Y aun así, podía percibir unos ojos ocultos, contemplando todos sus movimientos.

– Te sientes culpable por acostarte con Jay -se dijo a sí misma, aunque tiró de la puerta del baño para cerrarla y echó el pestillo.

Abrió el grifo, ajustó la potencia y esperó que se calentase el agua. Al adentrarse en el pequeño cubículo acristalado, apartó a un lado todos sus pensamientos acerca de algún mirón invisible y se dio una de las duchas más cortas de su vida.


* * *

La casa de la tía Colleen podía esperar, pensó Jay mientras conducía hasta el cobertizo para dejar los materiales de construcción que había almacenado en la parte trasera de su camioneta.

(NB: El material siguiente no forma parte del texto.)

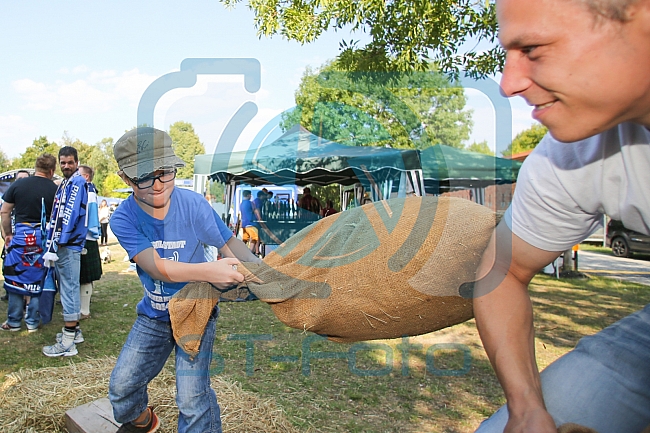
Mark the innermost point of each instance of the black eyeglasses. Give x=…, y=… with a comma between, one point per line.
x=147, y=182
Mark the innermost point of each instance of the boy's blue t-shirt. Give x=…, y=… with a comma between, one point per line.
x=190, y=223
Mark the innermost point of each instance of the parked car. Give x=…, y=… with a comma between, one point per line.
x=624, y=242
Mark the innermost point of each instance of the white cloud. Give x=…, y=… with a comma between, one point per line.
x=98, y=93
x=36, y=95
x=131, y=84
x=80, y=69
x=81, y=97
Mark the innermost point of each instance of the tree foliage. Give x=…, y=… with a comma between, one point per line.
x=526, y=140
x=5, y=162
x=480, y=147
x=405, y=34
x=186, y=145
x=401, y=110
x=113, y=182
x=38, y=147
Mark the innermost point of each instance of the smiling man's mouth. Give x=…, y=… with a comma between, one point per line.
x=542, y=106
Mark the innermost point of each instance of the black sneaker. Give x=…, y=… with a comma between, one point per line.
x=152, y=425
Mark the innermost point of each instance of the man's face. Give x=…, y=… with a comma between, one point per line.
x=584, y=74
x=156, y=196
x=68, y=165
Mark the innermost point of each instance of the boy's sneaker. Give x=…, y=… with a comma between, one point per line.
x=59, y=350
x=151, y=426
x=78, y=336
x=5, y=327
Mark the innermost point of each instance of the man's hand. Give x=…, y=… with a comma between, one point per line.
x=504, y=318
x=532, y=421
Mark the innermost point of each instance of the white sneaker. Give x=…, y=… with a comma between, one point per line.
x=78, y=336
x=59, y=350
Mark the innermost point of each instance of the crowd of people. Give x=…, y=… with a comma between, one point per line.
x=264, y=207
x=50, y=237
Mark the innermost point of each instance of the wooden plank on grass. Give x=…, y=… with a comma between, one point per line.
x=93, y=417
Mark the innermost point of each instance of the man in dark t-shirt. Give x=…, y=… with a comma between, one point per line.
x=24, y=263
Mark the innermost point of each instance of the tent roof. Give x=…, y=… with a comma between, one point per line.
x=302, y=158
x=445, y=163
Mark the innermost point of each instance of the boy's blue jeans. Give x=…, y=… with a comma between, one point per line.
x=604, y=383
x=15, y=311
x=143, y=356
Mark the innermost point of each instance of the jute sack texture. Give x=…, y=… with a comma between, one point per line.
x=384, y=270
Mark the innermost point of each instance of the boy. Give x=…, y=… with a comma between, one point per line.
x=163, y=230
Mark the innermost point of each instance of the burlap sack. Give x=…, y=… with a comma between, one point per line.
x=189, y=311
x=384, y=270
x=574, y=428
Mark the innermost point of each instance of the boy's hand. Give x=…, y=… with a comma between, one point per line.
x=224, y=273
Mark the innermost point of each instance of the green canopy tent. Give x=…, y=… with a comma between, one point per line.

Una vez más, el cielo amenazaba con lluvia, estaba cubierto de nubes; el mecanismo anticongelante de su vehículo se enfrentaba con la condensación acumulada aquella noche. Al ser domingo por la mañana, el tráfico era escaso, algo más denso junto a las iglesias.

Por él, sus combativas primas, Janice y Leah, podían tranquilizarse de una maldita vez. Oh, probablemente empezarían a presionarlo de nuevo, especialmente Leah con Kitt, el inútil de su marido. Kitt se pasaba el tiempo fumando porros e improvisando con una banda de garaje, con la que soñaba convertirse en estrella. Kitt veía la casa de su difunta suegra como una mina de oro, y una forma de prolongar su estatus de músico sin empleo. Jay comprendía que sus primas necesitaban vender la propiedad, y pretendía seguir con las reparaciones, pero, ahora mismo, tenía cosas más importantes que considerar.